Today, into the final fifteen kilometres, Alberto Bettiol looked a million dollars. Race leader Remi Cavagna, holding him at bay on the flat, was powerless to resist each time the road went upwards. Bettiol was exuberant, and apparently in touch with that mystical, bottomless pit of energy that all cyclists access from time to time.
It’s fair to say he had the ‘good legs.’
He simply willed this win into existence.
The Italian’s last win was the Tour of Flanders back in 2019. Not a regular winner, he prefers quality over quantity. In this Giro to date he has been EF Education Nippo team leader Hugh Carthy’s key lieutenant in the mountains; a super-duper domestique deluxe.Embed from Getty Images
He rode today, free of those shackles, like a man who knew he was going to win the bike race. “Ok,” he said, communicating purely through the medium of a silky and powerful pedal stroke, “if we really have to go through the motions guys then we will…but today I cannot be beaten.”
Imagine seeing Remi Cavagna thirty seconds down the road, a man known as the TGV because his power output resembles the train of the same name, and thinking yeah…I reckon I can beat that guy.
When Bettiol caught him on the final slopes of the final climb Cavagna cracked, immediately beaten, to leave our man with a clear ride and a sweeping finish into the Lombardian town of Stradella.
The crowd cheered, Bettiol lapped it up, and we all felt a little happier at the sight of a fellow human on top of his game.
The peloton, led by the Ineos Grenadiers in service of Pink Jersey Egan Bernal, were twenty-three minutes back down the road at this point.
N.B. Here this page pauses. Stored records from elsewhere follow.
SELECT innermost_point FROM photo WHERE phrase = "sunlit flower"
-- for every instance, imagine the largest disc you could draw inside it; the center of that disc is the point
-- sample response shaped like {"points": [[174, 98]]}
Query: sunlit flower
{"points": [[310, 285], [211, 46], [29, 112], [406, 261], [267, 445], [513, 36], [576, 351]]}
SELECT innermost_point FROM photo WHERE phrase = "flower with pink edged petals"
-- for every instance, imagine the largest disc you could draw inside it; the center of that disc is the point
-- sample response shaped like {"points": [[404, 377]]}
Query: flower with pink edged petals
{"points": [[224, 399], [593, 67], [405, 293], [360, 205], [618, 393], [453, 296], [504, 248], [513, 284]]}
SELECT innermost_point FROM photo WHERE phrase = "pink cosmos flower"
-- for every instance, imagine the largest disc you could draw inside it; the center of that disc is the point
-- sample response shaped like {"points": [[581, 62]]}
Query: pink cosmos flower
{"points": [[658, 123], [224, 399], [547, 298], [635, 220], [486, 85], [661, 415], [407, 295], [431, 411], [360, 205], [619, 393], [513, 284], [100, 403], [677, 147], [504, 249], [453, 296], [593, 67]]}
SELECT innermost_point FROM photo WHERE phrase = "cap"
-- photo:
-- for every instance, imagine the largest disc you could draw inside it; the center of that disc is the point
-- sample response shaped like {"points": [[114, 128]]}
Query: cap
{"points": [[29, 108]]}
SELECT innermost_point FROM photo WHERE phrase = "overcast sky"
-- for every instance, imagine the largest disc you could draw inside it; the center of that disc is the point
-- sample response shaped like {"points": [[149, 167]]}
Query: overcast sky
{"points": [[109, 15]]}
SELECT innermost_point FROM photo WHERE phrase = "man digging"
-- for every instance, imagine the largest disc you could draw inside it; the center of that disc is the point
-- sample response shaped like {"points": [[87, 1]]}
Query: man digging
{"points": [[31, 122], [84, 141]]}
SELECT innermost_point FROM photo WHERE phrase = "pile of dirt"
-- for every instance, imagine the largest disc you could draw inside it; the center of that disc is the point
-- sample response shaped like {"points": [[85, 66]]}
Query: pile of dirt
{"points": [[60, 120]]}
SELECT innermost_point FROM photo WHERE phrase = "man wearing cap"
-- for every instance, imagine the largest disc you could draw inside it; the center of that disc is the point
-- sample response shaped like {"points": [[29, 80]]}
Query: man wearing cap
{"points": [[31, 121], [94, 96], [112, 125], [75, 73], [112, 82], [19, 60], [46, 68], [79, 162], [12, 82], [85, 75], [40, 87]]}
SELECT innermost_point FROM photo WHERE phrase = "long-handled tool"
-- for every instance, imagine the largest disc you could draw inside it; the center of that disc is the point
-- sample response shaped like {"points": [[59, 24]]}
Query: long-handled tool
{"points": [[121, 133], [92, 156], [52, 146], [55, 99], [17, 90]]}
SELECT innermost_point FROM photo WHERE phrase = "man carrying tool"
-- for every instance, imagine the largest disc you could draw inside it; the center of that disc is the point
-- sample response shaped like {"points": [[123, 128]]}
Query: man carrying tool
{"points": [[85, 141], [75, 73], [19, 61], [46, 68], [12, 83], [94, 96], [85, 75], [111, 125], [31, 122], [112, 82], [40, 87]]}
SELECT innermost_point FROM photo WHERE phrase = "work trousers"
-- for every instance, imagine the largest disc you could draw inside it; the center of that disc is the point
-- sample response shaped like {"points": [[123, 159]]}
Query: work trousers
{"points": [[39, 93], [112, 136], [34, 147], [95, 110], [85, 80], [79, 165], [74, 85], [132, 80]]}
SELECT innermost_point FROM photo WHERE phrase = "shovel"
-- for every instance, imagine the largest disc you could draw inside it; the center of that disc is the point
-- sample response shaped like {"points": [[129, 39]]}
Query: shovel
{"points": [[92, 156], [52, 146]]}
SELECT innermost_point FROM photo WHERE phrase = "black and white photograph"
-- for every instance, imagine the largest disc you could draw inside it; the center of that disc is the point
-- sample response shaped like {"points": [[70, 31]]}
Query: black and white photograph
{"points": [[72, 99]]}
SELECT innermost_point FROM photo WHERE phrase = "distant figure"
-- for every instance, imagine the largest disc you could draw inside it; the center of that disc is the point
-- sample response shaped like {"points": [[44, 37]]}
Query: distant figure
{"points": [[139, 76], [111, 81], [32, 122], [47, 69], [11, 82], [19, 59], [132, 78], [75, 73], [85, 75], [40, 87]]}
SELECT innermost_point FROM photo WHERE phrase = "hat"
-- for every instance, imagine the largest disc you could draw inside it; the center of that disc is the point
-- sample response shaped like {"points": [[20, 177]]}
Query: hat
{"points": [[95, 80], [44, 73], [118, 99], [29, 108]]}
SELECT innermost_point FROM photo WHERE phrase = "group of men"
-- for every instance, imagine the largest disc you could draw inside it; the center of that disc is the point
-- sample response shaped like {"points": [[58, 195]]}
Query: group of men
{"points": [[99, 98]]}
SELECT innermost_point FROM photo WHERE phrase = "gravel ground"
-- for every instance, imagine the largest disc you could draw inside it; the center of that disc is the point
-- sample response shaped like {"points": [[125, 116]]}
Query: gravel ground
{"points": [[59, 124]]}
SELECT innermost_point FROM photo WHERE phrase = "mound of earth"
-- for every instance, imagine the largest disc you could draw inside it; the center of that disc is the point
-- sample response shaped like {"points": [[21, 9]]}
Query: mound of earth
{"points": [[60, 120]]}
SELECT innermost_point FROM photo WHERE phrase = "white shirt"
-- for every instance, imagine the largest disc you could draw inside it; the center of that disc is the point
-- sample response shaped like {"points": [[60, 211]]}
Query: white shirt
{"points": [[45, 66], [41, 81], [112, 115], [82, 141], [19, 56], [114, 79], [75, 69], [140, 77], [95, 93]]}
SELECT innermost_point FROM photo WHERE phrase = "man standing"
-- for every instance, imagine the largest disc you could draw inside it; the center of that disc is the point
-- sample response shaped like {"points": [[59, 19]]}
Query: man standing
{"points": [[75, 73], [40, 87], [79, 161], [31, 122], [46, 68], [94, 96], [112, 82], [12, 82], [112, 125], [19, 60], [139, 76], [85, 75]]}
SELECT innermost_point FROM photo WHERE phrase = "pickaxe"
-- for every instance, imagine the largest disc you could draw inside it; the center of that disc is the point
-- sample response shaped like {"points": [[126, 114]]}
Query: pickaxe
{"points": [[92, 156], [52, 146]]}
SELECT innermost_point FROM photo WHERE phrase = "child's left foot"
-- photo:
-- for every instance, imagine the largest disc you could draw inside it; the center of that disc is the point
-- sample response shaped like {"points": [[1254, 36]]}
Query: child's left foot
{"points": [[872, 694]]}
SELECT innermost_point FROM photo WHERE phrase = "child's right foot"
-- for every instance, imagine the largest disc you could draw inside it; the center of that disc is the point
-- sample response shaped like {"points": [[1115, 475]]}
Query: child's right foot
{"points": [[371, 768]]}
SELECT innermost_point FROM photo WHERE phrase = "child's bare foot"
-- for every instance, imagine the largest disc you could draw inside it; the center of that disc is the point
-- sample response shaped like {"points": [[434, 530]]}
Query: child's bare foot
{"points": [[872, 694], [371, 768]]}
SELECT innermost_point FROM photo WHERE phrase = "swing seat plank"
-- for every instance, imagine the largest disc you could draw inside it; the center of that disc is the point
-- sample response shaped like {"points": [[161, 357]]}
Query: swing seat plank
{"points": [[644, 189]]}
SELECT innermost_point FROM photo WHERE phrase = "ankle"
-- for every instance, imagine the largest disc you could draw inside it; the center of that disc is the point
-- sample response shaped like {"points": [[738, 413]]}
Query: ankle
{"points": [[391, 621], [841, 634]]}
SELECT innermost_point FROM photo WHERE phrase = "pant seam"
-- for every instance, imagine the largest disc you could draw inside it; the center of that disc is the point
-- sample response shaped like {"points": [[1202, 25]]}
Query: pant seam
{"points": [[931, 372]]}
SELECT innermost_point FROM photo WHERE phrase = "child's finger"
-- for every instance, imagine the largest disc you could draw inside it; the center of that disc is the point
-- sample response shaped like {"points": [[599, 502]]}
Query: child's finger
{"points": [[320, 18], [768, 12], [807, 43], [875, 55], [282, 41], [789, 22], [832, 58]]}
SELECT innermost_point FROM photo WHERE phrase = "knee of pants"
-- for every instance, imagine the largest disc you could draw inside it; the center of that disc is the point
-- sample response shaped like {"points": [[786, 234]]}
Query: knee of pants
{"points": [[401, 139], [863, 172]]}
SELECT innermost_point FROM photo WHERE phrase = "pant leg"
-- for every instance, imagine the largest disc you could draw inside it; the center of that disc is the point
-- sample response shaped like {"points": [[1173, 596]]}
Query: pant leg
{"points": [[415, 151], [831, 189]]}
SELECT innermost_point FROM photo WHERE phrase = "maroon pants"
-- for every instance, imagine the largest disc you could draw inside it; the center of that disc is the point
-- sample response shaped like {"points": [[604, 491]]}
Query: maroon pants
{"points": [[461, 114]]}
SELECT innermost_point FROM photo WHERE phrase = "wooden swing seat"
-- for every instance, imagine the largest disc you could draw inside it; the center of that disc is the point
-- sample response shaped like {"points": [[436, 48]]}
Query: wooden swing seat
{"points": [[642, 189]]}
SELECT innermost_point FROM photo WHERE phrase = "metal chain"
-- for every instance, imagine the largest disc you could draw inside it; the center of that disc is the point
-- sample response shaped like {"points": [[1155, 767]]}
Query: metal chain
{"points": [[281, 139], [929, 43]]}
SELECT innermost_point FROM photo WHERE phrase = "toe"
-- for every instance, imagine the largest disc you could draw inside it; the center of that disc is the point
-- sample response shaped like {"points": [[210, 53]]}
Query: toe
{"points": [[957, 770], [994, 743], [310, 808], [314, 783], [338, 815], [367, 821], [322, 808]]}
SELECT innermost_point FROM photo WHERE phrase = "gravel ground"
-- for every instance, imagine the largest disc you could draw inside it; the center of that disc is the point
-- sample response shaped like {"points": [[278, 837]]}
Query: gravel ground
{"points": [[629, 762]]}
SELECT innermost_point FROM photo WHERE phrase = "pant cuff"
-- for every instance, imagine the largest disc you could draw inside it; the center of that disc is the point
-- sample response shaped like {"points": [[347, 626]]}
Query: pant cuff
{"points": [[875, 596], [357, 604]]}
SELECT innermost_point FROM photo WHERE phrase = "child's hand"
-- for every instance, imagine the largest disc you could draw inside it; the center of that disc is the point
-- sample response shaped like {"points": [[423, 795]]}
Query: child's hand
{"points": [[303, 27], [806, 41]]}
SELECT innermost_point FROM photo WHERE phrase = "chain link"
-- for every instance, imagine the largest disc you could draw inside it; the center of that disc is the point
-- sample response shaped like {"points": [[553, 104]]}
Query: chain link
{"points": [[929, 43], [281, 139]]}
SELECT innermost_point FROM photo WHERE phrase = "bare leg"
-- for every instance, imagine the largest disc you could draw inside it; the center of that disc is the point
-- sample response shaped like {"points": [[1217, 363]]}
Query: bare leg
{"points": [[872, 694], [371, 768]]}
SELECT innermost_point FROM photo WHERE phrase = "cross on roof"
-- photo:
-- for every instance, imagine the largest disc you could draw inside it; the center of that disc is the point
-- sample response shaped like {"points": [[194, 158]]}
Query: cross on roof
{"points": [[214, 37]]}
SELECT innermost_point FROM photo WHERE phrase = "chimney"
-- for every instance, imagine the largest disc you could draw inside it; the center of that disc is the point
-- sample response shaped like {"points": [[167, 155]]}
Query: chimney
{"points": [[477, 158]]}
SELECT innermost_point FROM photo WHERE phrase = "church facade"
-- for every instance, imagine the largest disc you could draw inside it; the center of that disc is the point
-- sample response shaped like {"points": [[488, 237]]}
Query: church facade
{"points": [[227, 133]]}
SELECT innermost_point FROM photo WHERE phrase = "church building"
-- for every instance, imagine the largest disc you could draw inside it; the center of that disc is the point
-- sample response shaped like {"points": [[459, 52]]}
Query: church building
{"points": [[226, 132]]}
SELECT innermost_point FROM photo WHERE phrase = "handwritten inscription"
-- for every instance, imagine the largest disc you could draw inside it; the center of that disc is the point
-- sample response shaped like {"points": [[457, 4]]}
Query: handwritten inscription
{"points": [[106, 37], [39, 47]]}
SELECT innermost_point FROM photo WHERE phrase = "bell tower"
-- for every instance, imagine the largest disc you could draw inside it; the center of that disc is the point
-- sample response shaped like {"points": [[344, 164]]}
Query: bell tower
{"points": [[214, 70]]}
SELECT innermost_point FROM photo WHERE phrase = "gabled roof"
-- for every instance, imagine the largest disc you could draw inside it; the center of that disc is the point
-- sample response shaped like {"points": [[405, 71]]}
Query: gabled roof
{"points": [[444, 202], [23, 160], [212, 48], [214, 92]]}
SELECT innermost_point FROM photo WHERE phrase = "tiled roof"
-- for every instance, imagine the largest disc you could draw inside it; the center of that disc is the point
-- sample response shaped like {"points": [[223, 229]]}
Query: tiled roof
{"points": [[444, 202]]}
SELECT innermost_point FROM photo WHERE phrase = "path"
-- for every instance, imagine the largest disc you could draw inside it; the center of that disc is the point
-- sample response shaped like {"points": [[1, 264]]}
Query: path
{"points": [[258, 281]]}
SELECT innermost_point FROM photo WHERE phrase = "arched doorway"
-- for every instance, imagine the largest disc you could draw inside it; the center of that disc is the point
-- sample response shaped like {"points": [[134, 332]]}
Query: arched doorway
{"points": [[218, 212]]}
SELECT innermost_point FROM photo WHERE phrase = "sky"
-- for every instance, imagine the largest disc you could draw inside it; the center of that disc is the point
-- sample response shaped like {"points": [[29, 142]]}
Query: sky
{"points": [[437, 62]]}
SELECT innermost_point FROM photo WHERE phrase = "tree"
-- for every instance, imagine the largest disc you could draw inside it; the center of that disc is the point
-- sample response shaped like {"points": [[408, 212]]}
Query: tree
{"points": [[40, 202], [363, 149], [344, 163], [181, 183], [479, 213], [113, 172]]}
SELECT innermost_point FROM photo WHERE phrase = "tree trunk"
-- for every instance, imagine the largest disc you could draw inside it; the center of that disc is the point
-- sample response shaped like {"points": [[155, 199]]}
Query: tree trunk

Twenty-three. Long since having agreed that this was a day for the break and we’ll all just save our energy for the two massive mountain days and concluding time trial to come thanks very much.
This was a day to switch off from the tension of the GC battle and bask in a joyous single day celebration. Yet another breakaway win in this most break-y of Grand Tours. Yet another first time Giro stage winner.
“I know I can do well when my legs are better than my luck,” said Bettiol, cryptically, as he basked in his win post stage. I’m not even sure that makes sense.
But who needs to make sense when you can ride a bike like that?